Resistance from weightlifting or similar exercises stimulates this synthesis, while muscle damage that causes soreness also contributes to the process. This supports the well-known saying, “no pain, no gain.”
However, if physical activity is unfamiliar or if high-intensity training is performed, excessive muscle damage may occur. In such cases, much of the synthesis during rest is redirected toward repairing fibers and reducing inflammation rather than building additional mass. Focusing on concentric contractions, where muscles shorten as resistance is applied, rather than eccentric ones, which involve muscle lengthening, may help maximize tension while minimizing damage.
The Science of Muscle Building
Within individual muscle fibers, certain proteins, such as the mammalian target of rapamycin (mTOR), become activated by tension and contribute to growth by promoting muscle protein synthesis. Others, like myostatin, act as regulators that limit excessive muscle growth.
In some animals, genetic suppression of myostatin allows for significant muscle gains. This is observed in certain muscular racing dogs, known as “bully” whippets. As noted by Kevin Murach, “The breaks are taken off of muscle growth, so the muscle becomes very large.” In humans, consistent resistance training gradually reduces the secretion of myostatin by muscle cells, potentially facilitating faster muscle growth over time, he explained.
Muscle fibers, which are tubular muscle cells, differ from other cell types due to the presence of multiple nuclei, none of which are capable of division. While protein synthesis supports muscle mass increases, the inability of these nuclei to divide imposes a limit on growth potential. Muscle stem cells, referred to as satellite cells, help overcome this limitation by donating additional nuclei to growing muscle fibers.
The number of satellite cells decreases with age, which may explain why muscle recovery and growth become more difficult later in life. However, this decline can be partially mitigated through exercise, which stimulates the proliferation of satellite cells and supports ongoing muscle development.
How is muscle growth influenced by genetics?
The challenge of building muscle can vary widely and is partly controlled by genetic factors. Efforts such as increasing protein intake and intense strength training may not yield the same results for everyone due to these underlying influences.
Muscle fiber types
Muscle fibers consist of two main types, each specialized for different activities:
- Fast-twitch fibers support powerful, explosive movements and are more likely to grow in size.
- Low-twitch fibers are better suited for endurance and joint stabilization.

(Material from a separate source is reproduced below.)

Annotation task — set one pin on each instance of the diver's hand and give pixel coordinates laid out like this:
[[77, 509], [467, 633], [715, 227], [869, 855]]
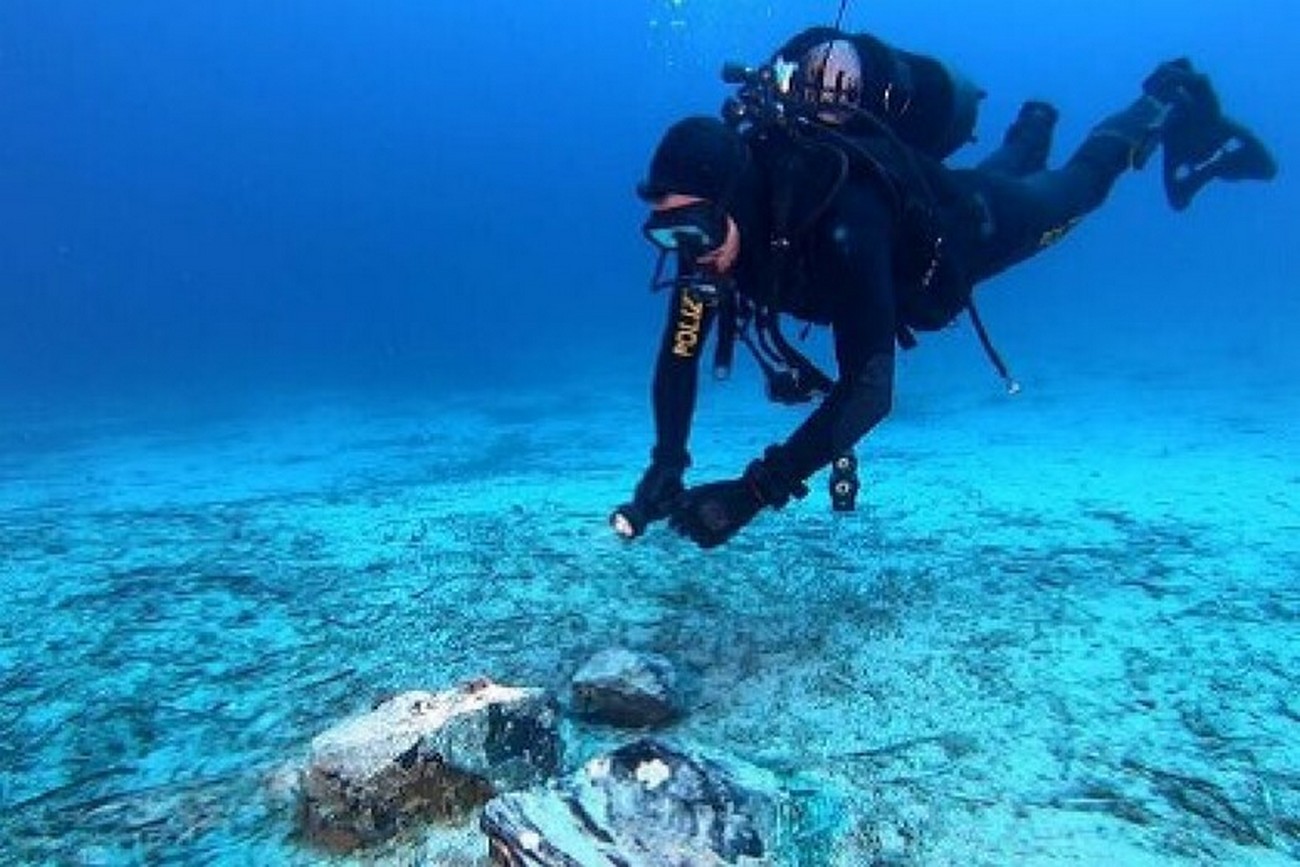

A lower proportion of fast-twitch fibers may contribute to difficulty in gaining muscle mass. While the ratio of fiber types is largely determined by genetics, Kevin Murach noted:
“It can shift — you’re not stuck with what you have.”
Resistance training, rather than endurance-based exercise, can encourage fast-twitch fibers to dominate, although these adaptations remain specific to the trained muscles.
Sex related factors
Testosterone, often referred to as a “male” hormone, plays a role by boosting protein synthesis and activating satellite cells. Higher testosterone levels during puberty could explain why males generally have more muscle mass than females at baseline. However, when adults engage in the same weightlifting programs, gains relative to body size are equivalent across sexes.
The transient testosterone increases caused by exercise do not significantly contribute to growth.
Genetic variations in ribosomes
The molecular structures responsible for protein synthesis represent another factor affecting muscle growth. Differences in ribosome types and quantities may influence protein synthesis rates and the specific proteins produced in muscle tissue.
Summary
- These genetic elements can make muscle growth more challenging for some, creating disparities in results.
- Despite this muscle adaptation and growth remain possible for all.
- Reducing myostatin levels, increasing satellite cell activity, and influencing muscle fiber ratios increase muscle development.